The median age in the village was 47.9 years. 20.2% of residents were under the age of 18; 5.4% were between the ages of 18 and 24; 19.4% were from 25 to 44; 30.8% were from 45 to 64; and 24.3% were 65 years of age or older. The gender makeup of the village was 49.3% male and 50.7% female.

===2000 census===
As of the census of 2000, there were 376 people, 154 households, and 111 families living in the village. The population density was 1,280.2 PD/sqmi. There were 170 housing units at an average density of 578.8 /sqmi. The racial makeup of the village was 97.87% White, 0.27% African American, 0.27% Pacific Islander, 1.33% from other races, and 0.27% from two or more races. Hispanic or Latino of any race were 1.60% of the population.

There were 154 households, out of which 35.1% had children under the age of 18 living with them, 65.6% were married couples living together, 3.2% had a female householder with no husband present, and 27.9% were non-families. 24.7% of all households were made up of individuals, and 16.9% had someone living alone who was 65 years of age or older. The average household size was 2.44 and the average family size was 2.92.

In the village, the population was spread out, with 26.6% under the age of 18, 5.1% from 18 to 24, 24.2% from 25 to 44, 22.3% from 45 to 64, and 21.8% who were 65 years of age or older. The median age was 42 years. For every 100 females, there were 104.3 males. For every 100 females age 18 and over, there were 101.5 males.

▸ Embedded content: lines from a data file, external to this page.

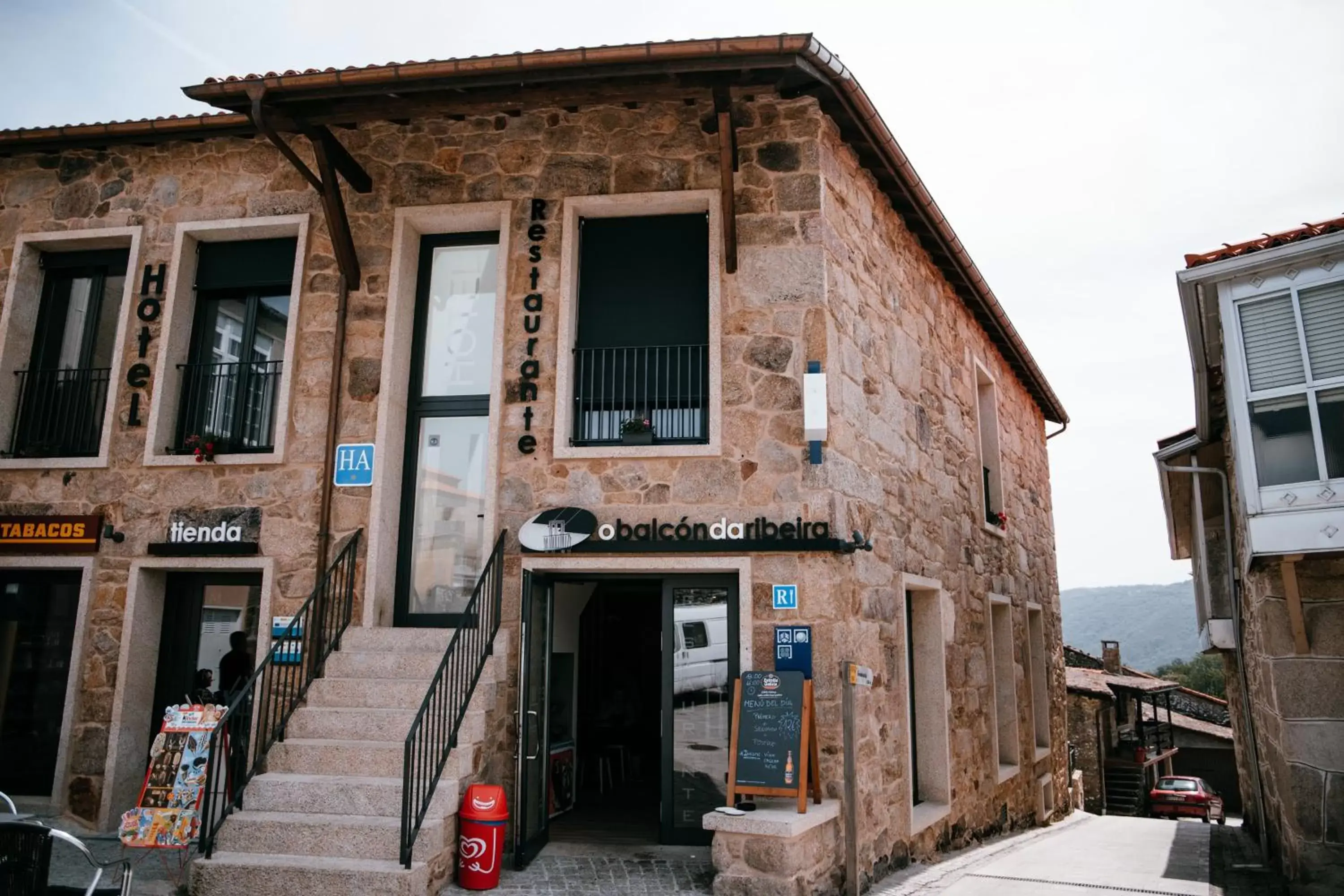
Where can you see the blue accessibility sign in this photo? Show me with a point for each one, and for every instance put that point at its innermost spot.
(354, 464)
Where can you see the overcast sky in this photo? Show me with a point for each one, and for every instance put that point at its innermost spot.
(1080, 150)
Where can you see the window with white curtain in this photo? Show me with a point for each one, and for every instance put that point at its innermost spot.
(1295, 369)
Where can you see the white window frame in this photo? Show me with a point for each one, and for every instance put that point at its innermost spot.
(629, 206)
(410, 225)
(1003, 675)
(1038, 680)
(987, 448)
(175, 335)
(1233, 296)
(23, 296)
(933, 716)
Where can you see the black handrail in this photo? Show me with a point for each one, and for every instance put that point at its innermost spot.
(260, 708)
(433, 734)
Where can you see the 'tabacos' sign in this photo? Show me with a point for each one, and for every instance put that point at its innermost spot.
(354, 465)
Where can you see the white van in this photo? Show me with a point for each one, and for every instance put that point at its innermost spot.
(701, 661)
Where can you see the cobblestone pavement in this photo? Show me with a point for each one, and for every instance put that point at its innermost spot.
(596, 871)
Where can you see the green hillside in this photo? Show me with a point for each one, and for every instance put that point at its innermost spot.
(1155, 624)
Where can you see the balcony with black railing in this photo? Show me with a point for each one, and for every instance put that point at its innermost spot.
(668, 386)
(60, 413)
(232, 405)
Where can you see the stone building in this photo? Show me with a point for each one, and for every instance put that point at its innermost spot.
(1113, 710)
(1252, 497)
(668, 326)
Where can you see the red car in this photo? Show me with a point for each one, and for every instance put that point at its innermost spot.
(1178, 796)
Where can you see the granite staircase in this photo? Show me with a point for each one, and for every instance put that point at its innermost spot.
(1127, 793)
(326, 814)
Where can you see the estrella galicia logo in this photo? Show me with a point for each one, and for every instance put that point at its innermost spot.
(557, 530)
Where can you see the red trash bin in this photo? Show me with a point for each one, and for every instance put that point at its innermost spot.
(480, 837)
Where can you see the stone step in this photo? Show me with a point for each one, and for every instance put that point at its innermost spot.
(342, 794)
(385, 640)
(229, 874)
(361, 758)
(386, 694)
(347, 664)
(327, 835)
(365, 723)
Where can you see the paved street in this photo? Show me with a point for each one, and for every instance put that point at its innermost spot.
(1089, 855)
(611, 871)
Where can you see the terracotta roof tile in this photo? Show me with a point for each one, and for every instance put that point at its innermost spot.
(1268, 241)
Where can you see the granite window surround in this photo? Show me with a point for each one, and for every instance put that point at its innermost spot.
(932, 726)
(174, 336)
(628, 206)
(23, 295)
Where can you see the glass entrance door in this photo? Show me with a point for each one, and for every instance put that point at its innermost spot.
(444, 543)
(699, 664)
(37, 630)
(534, 663)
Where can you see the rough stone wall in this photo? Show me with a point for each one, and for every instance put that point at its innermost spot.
(1082, 734)
(827, 272)
(1299, 712)
(900, 354)
(158, 187)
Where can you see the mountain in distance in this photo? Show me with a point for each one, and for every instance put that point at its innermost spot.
(1155, 624)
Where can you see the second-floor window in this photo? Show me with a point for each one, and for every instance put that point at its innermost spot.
(64, 390)
(232, 378)
(642, 355)
(1295, 370)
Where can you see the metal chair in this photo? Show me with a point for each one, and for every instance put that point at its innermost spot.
(26, 863)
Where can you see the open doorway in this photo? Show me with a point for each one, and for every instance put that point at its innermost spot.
(625, 711)
(616, 712)
(207, 617)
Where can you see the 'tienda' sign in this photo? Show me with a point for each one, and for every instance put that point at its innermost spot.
(218, 534)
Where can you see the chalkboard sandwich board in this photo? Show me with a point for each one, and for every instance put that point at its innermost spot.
(775, 738)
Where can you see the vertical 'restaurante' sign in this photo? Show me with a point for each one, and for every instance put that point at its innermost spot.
(531, 369)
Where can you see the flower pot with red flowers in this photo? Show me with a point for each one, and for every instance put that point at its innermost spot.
(638, 431)
(202, 447)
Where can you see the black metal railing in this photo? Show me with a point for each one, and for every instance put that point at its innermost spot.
(260, 708)
(433, 732)
(664, 385)
(232, 404)
(60, 412)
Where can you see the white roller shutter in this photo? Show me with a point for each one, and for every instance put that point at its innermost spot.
(1269, 336)
(1323, 322)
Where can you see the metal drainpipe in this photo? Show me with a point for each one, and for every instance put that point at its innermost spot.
(332, 410)
(1237, 633)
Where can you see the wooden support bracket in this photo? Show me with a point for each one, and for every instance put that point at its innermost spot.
(728, 164)
(1293, 598)
(331, 158)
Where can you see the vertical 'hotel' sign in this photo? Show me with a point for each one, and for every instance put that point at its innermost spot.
(531, 369)
(138, 377)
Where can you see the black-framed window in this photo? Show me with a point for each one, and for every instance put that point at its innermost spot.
(642, 347)
(444, 542)
(230, 383)
(64, 390)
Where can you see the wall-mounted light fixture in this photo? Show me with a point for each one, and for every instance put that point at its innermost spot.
(815, 410)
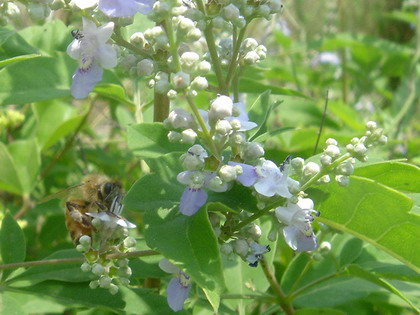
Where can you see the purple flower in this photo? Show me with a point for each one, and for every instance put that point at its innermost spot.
(298, 217)
(266, 178)
(179, 286)
(117, 8)
(92, 52)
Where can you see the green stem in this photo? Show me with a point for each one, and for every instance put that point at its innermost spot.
(77, 260)
(234, 61)
(325, 171)
(205, 132)
(211, 44)
(167, 24)
(281, 297)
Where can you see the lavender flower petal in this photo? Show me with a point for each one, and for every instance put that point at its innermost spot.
(248, 177)
(192, 200)
(119, 8)
(177, 294)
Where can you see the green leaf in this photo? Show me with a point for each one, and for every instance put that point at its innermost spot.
(70, 272)
(400, 176)
(189, 241)
(20, 82)
(373, 212)
(359, 272)
(114, 92)
(247, 85)
(12, 60)
(12, 242)
(150, 140)
(55, 120)
(10, 306)
(27, 160)
(152, 193)
(334, 292)
(50, 37)
(128, 301)
(9, 179)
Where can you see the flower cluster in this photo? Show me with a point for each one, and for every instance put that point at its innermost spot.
(179, 286)
(110, 236)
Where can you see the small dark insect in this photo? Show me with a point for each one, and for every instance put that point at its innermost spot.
(77, 34)
(285, 162)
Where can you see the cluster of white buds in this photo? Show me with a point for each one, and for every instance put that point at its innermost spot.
(248, 249)
(251, 52)
(10, 119)
(107, 271)
(374, 136)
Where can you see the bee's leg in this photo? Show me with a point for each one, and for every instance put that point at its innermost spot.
(101, 206)
(77, 215)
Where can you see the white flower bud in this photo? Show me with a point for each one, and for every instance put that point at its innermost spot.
(371, 125)
(228, 173)
(238, 138)
(311, 169)
(240, 247)
(199, 83)
(181, 80)
(223, 127)
(325, 159)
(263, 10)
(342, 180)
(81, 248)
(145, 67)
(297, 163)
(193, 35)
(85, 240)
(188, 136)
(189, 61)
(383, 140)
(226, 248)
(272, 236)
(204, 67)
(86, 267)
(249, 44)
(251, 58)
(331, 141)
(186, 24)
(105, 282)
(252, 151)
(215, 183)
(332, 150)
(360, 149)
(254, 231)
(218, 22)
(130, 242)
(162, 86)
(324, 179)
(98, 269)
(179, 118)
(220, 108)
(94, 284)
(325, 247)
(230, 12)
(293, 186)
(174, 136)
(113, 289)
(345, 168)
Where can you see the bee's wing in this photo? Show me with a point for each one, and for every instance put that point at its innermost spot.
(62, 194)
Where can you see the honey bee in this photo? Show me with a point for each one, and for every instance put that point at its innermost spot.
(97, 193)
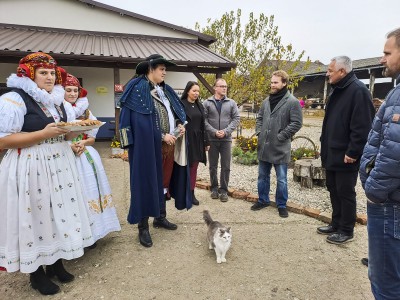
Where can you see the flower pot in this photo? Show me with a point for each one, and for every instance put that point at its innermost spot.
(116, 151)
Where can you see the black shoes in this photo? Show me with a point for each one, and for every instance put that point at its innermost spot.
(164, 223)
(259, 205)
(144, 234)
(57, 270)
(194, 200)
(364, 261)
(339, 238)
(42, 283)
(223, 197)
(214, 195)
(329, 229)
(283, 212)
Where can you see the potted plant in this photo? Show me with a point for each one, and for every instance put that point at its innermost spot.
(116, 146)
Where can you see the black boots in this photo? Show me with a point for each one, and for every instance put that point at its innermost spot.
(42, 283)
(163, 222)
(144, 234)
(194, 200)
(57, 269)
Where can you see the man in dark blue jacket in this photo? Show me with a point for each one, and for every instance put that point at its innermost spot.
(150, 111)
(380, 176)
(348, 117)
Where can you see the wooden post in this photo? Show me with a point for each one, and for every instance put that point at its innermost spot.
(204, 82)
(371, 82)
(325, 89)
(116, 81)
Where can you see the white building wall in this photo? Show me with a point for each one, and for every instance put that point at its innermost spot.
(72, 14)
(6, 70)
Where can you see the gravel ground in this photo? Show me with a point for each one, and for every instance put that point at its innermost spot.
(245, 177)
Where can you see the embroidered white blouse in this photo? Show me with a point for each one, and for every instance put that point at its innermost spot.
(13, 109)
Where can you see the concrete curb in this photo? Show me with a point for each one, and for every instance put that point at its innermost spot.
(292, 207)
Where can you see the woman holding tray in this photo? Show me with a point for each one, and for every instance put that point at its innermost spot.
(97, 191)
(44, 218)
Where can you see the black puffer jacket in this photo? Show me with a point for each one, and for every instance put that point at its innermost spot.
(348, 118)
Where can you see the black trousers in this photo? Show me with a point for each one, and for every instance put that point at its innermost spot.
(341, 187)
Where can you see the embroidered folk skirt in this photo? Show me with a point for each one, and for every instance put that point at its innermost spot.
(43, 214)
(97, 193)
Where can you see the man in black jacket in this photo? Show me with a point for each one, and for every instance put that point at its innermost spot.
(348, 117)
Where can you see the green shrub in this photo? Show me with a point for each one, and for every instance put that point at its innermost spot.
(247, 158)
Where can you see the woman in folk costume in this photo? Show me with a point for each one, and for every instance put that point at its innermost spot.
(44, 217)
(93, 177)
(158, 159)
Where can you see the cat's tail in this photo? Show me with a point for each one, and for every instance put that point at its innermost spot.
(207, 217)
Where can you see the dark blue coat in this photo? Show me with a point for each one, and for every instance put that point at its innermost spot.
(383, 182)
(348, 118)
(141, 135)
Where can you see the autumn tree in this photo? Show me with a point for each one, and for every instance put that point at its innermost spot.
(257, 50)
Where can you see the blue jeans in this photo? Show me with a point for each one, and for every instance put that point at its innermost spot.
(384, 249)
(264, 183)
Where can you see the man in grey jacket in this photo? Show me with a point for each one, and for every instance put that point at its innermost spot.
(221, 119)
(279, 118)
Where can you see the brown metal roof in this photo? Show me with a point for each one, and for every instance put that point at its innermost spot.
(89, 48)
(358, 64)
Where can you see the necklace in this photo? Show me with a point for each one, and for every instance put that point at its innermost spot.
(191, 103)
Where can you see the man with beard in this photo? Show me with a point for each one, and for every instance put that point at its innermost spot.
(348, 116)
(380, 176)
(279, 118)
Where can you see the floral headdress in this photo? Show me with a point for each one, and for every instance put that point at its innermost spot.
(28, 65)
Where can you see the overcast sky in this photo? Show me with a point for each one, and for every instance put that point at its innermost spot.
(323, 29)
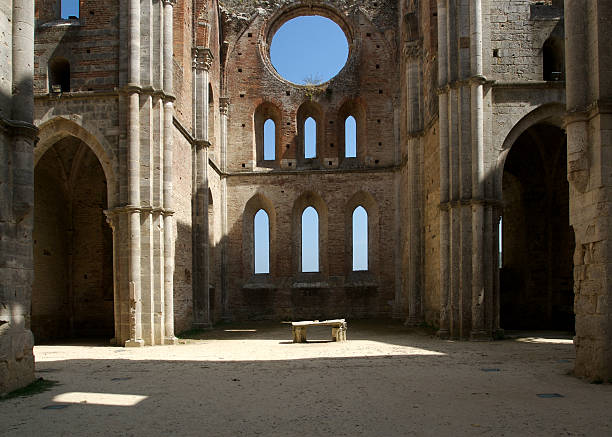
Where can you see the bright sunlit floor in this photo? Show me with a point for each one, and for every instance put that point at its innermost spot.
(250, 379)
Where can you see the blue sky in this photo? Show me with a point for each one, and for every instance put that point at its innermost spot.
(70, 7)
(309, 47)
(304, 48)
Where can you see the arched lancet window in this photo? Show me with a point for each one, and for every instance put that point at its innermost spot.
(310, 240)
(261, 232)
(360, 239)
(59, 75)
(269, 140)
(310, 138)
(211, 114)
(553, 59)
(350, 137)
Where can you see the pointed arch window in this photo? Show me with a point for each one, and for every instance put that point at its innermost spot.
(310, 240)
(269, 140)
(360, 239)
(261, 235)
(350, 137)
(310, 138)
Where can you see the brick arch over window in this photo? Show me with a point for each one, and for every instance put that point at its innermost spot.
(51, 131)
(254, 204)
(366, 200)
(553, 59)
(267, 111)
(306, 110)
(306, 199)
(357, 109)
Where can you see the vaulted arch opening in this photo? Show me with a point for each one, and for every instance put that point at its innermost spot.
(73, 293)
(537, 242)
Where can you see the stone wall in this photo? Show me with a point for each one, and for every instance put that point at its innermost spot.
(17, 135)
(367, 85)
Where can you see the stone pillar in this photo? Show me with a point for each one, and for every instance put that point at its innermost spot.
(143, 225)
(202, 61)
(168, 176)
(133, 176)
(443, 104)
(589, 154)
(414, 131)
(224, 111)
(467, 289)
(17, 137)
(478, 331)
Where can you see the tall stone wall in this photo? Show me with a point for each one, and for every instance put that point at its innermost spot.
(367, 87)
(17, 134)
(589, 154)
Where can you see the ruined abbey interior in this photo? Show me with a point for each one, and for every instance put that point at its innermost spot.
(132, 169)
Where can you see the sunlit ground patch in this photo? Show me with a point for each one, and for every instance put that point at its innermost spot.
(111, 399)
(542, 340)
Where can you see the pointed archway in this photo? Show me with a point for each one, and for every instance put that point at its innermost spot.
(73, 292)
(537, 242)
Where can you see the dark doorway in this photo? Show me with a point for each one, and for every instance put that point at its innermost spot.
(72, 295)
(536, 282)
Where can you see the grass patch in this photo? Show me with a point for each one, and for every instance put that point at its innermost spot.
(38, 386)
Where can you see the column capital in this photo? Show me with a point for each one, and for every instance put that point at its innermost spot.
(412, 49)
(202, 58)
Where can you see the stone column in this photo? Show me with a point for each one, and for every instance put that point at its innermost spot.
(201, 301)
(168, 177)
(414, 131)
(443, 104)
(224, 111)
(466, 282)
(17, 136)
(589, 154)
(133, 176)
(478, 188)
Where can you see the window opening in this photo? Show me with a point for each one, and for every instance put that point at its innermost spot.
(59, 75)
(553, 59)
(309, 50)
(350, 137)
(261, 224)
(500, 247)
(310, 138)
(360, 239)
(69, 9)
(269, 140)
(310, 240)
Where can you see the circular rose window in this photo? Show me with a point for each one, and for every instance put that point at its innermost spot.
(309, 50)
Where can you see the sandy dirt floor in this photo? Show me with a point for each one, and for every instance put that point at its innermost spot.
(250, 379)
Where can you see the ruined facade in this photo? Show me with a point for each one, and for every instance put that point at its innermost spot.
(133, 215)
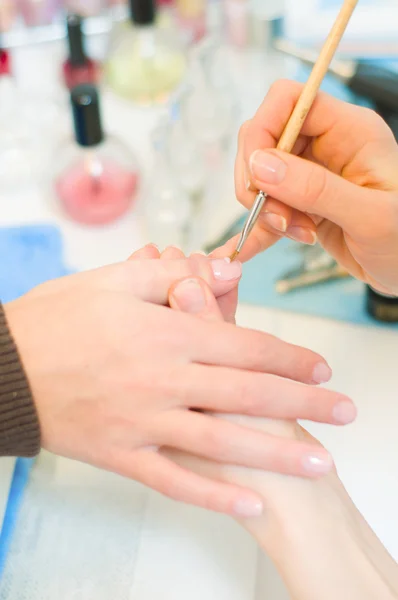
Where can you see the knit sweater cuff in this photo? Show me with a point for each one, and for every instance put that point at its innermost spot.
(19, 423)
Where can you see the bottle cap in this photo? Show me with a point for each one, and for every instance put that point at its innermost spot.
(86, 115)
(142, 11)
(77, 54)
(381, 307)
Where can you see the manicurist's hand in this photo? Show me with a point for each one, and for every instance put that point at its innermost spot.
(340, 185)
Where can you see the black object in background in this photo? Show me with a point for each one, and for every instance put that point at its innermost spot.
(380, 307)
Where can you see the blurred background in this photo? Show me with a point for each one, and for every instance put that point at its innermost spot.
(119, 122)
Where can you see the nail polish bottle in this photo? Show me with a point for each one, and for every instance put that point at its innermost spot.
(39, 12)
(78, 68)
(97, 180)
(145, 63)
(381, 307)
(191, 17)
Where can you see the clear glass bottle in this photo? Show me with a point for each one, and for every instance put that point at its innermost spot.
(39, 12)
(145, 63)
(86, 8)
(167, 204)
(185, 153)
(98, 177)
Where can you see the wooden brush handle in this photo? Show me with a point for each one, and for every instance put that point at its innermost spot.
(321, 67)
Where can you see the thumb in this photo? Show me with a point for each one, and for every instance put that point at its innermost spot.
(194, 296)
(314, 189)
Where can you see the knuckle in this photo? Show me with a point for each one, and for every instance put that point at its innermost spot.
(315, 187)
(243, 132)
(247, 397)
(385, 225)
(214, 443)
(199, 267)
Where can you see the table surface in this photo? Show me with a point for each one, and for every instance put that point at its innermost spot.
(363, 359)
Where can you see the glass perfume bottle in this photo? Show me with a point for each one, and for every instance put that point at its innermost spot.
(78, 68)
(5, 61)
(237, 22)
(97, 180)
(39, 12)
(192, 18)
(167, 205)
(8, 13)
(145, 63)
(185, 152)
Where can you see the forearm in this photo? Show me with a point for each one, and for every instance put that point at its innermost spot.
(19, 425)
(319, 542)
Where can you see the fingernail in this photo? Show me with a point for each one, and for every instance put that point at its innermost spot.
(319, 463)
(267, 167)
(303, 235)
(225, 270)
(322, 373)
(275, 221)
(344, 412)
(247, 507)
(189, 296)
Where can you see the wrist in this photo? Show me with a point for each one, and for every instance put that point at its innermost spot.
(324, 549)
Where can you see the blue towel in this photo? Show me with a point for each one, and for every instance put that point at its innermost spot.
(29, 256)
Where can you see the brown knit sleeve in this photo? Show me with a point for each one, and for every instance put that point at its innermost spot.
(19, 423)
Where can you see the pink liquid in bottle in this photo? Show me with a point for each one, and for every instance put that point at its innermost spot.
(97, 200)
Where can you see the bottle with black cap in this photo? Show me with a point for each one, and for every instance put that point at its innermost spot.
(97, 178)
(381, 307)
(145, 63)
(78, 68)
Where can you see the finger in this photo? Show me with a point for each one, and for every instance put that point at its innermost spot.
(330, 119)
(259, 240)
(228, 304)
(172, 252)
(162, 475)
(228, 443)
(240, 348)
(279, 215)
(312, 188)
(149, 251)
(260, 394)
(194, 296)
(151, 281)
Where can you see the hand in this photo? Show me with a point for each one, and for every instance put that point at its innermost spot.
(340, 183)
(311, 530)
(114, 373)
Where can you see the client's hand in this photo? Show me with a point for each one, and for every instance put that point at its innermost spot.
(317, 539)
(114, 372)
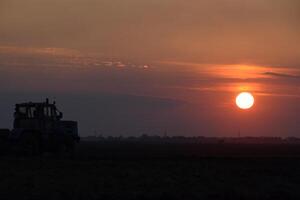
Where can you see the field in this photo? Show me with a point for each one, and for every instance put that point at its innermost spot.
(124, 170)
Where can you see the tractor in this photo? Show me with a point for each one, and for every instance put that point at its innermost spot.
(39, 128)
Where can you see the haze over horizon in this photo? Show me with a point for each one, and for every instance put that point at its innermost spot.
(131, 67)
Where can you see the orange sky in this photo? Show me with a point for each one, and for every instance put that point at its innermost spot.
(174, 65)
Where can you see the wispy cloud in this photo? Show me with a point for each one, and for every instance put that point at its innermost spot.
(282, 75)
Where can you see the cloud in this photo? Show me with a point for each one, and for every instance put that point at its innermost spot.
(282, 75)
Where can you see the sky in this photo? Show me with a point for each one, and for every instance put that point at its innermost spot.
(132, 67)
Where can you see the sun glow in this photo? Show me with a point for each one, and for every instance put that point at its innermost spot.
(244, 100)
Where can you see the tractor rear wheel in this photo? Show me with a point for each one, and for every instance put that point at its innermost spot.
(30, 143)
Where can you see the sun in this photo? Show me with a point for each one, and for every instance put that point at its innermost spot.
(244, 100)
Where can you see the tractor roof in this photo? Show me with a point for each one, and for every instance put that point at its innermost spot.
(29, 104)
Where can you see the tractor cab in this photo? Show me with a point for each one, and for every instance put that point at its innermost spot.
(35, 116)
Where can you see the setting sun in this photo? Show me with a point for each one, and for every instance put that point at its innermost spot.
(244, 100)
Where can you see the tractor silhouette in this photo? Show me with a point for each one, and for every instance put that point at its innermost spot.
(38, 128)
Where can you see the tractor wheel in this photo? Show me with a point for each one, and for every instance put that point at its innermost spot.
(70, 145)
(30, 143)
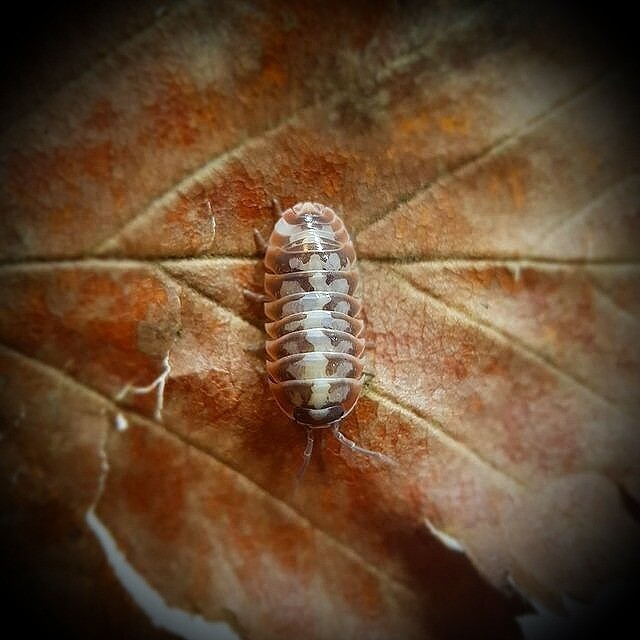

As of 2000 the median income for a household in the village was $43,125, and the median income for a family was $49,750. Males had a median income of $36,875 versus $20,000 for females. The per capita income for the village was $19,257. About 0.9% of families and 3.2% of the population were below the poverty line, including 3.2% of those under age 18 and 1.3% of those age 65 or over.